- Yasok Location in Nepal
- Coordinates: 27°03′N 87°38′E﻿ / ﻿27.05°N 87.63°E
- Country: Nepal
- Zone: Mechi Zone
- District: Panchthar District

Population (2011)2068 BS
- • Total: 4,224
- Time zone: UTC+5:45 (Nepal Time)
- Postal code: 57408
- Area code: 024
- Website: https://www.facebook.com/mechi.panchthar

= Yasok =

Yasok is city of Panchthar district. Yasok is the headquarters of Kummayak gaunpalika [rural municipality]. Yasok is also known as Yasok Bazar. Yasok was a village development committee in Panchthar District in Mechi Zone of Limbuwan in Nepal, before 2073 Falgun. Now Yashok is merged with Rani Gaun, Syabarumba, Mangjabung to form Kummayak Gaunpalika. Now Yasok vdc is converted to Kummayak ward no 1. Recently at the time of 2011 Nepal Census it had a total population of 4424 people living 947 individual households where 1952 are male and 2972 are females. In this village development committee 90% of its population are Indigenous Limbu people and rest are others. Kirat is the main religion of those indigenous people. Yasok is Area no 2 of Panchthar District Election committee.
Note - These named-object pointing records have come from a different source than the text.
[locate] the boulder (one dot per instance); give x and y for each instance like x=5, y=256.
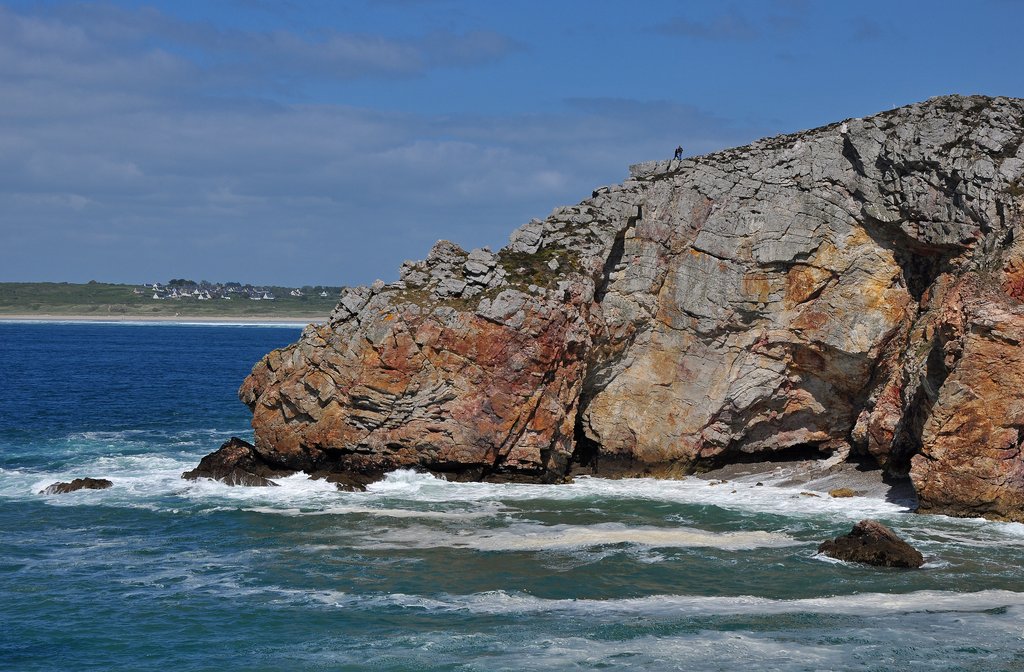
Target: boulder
x=237, y=463
x=872, y=543
x=78, y=484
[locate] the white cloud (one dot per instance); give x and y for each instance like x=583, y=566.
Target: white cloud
x=122, y=160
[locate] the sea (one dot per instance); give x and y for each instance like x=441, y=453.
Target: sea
x=157, y=573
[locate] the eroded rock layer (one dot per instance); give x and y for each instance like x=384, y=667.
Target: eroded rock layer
x=855, y=288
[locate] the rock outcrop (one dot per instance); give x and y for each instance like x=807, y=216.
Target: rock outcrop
x=237, y=462
x=62, y=488
x=854, y=289
x=872, y=543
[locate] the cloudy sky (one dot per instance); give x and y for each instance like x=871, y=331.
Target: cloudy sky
x=305, y=141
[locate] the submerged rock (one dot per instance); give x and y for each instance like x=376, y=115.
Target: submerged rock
x=237, y=462
x=872, y=543
x=78, y=484
x=850, y=290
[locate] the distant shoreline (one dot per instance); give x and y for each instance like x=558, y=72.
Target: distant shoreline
x=231, y=320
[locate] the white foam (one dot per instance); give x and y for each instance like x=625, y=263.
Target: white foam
x=732, y=495
x=535, y=537
x=161, y=323
x=501, y=602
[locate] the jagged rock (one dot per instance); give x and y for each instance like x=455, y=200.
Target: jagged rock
x=62, y=488
x=799, y=293
x=237, y=463
x=872, y=543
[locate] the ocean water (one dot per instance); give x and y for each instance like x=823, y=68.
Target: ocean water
x=418, y=574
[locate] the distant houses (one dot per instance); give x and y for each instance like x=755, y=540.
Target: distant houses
x=204, y=291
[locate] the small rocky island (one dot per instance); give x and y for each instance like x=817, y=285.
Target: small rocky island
x=851, y=291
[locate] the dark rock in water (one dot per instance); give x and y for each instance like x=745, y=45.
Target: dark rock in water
x=78, y=484
x=236, y=463
x=872, y=543
x=352, y=483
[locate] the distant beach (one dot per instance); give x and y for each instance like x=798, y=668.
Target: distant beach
x=240, y=320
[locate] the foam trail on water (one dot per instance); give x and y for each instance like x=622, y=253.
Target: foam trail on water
x=534, y=537
x=501, y=602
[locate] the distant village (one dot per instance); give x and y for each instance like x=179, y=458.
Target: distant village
x=205, y=291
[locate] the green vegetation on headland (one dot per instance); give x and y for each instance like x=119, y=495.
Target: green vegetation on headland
x=178, y=298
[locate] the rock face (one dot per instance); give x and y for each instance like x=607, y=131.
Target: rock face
x=78, y=484
x=872, y=543
x=854, y=288
x=237, y=463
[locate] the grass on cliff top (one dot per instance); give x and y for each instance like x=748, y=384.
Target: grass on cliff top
x=102, y=299
x=525, y=268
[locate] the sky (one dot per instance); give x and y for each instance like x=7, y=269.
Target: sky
x=323, y=142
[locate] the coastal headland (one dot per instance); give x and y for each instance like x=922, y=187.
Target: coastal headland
x=850, y=292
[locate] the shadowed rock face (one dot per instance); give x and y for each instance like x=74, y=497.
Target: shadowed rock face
x=815, y=292
x=872, y=543
x=237, y=463
x=64, y=488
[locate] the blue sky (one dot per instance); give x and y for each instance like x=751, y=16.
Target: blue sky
x=324, y=142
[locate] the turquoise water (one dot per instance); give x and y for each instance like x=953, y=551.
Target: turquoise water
x=418, y=574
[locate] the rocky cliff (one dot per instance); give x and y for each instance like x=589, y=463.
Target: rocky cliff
x=854, y=288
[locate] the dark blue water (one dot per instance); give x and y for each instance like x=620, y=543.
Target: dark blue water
x=157, y=573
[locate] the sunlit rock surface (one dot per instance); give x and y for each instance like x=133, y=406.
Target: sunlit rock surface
x=854, y=288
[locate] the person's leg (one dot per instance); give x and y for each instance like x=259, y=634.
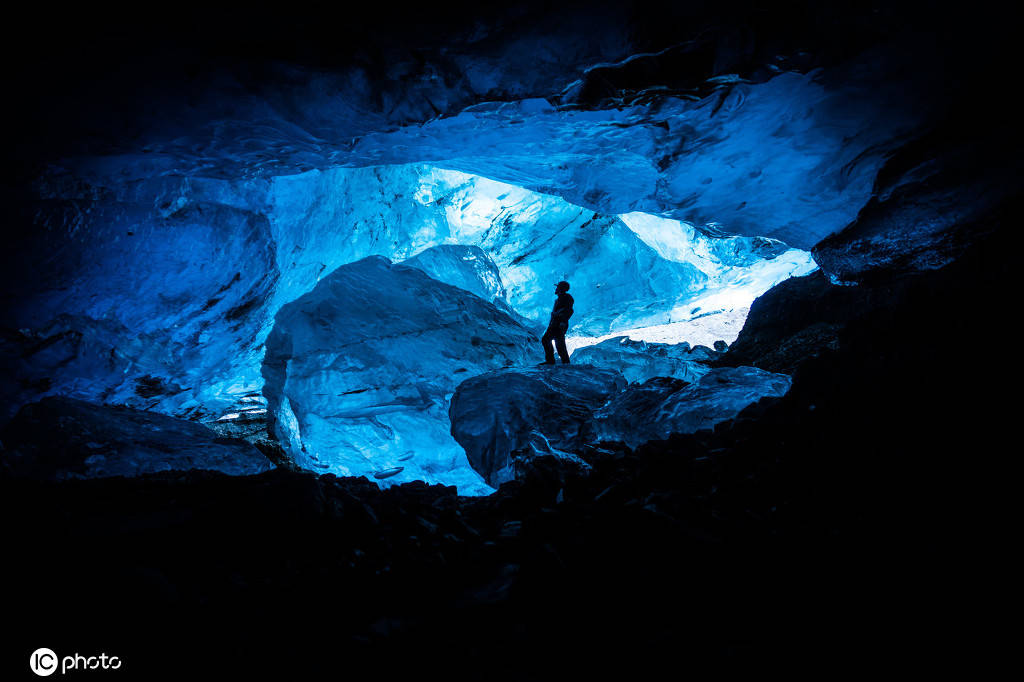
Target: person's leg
x=562, y=350
x=549, y=351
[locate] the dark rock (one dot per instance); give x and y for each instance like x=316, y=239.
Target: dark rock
x=498, y=413
x=60, y=437
x=931, y=201
x=639, y=360
x=663, y=406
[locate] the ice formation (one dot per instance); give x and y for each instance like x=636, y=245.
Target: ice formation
x=359, y=372
x=657, y=408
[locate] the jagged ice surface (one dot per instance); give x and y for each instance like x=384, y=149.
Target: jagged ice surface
x=359, y=372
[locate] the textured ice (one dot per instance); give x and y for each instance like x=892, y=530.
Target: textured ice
x=359, y=372
x=660, y=407
x=538, y=409
x=463, y=266
x=639, y=360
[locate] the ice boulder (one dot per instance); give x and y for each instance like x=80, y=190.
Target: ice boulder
x=659, y=407
x=498, y=414
x=639, y=360
x=60, y=437
x=358, y=372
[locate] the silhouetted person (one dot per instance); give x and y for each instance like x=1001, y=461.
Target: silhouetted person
x=558, y=326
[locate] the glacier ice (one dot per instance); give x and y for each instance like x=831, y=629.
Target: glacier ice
x=60, y=437
x=659, y=407
x=165, y=292
x=544, y=409
x=359, y=372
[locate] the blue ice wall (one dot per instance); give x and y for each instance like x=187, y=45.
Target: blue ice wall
x=162, y=293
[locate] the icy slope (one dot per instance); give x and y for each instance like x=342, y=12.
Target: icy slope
x=359, y=372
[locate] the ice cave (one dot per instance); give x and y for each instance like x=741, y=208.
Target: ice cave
x=273, y=298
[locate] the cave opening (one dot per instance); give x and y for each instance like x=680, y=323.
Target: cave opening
x=272, y=294
x=355, y=409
Bhishma Raj Angdembe was the winner from this Area on second election of Constituent Assembly. In this village development there are nine Primary Level government and public schools, one private English school, two secondary schools, one higher secondary school and one graduate campus. There are Two locally well-known Kirati temples called Kummayak and Kusayak. In those temple, every three years thousands of pilgrims came to worship. Most of the people's livelihood depend on the seasonal agricultural and now they started farming cash crops and increasing their livelihood stranded. The situation of the people in this place is very poor. Road system is poor, shortage of drinking and poor infrastructures are the main problem in this village development committee.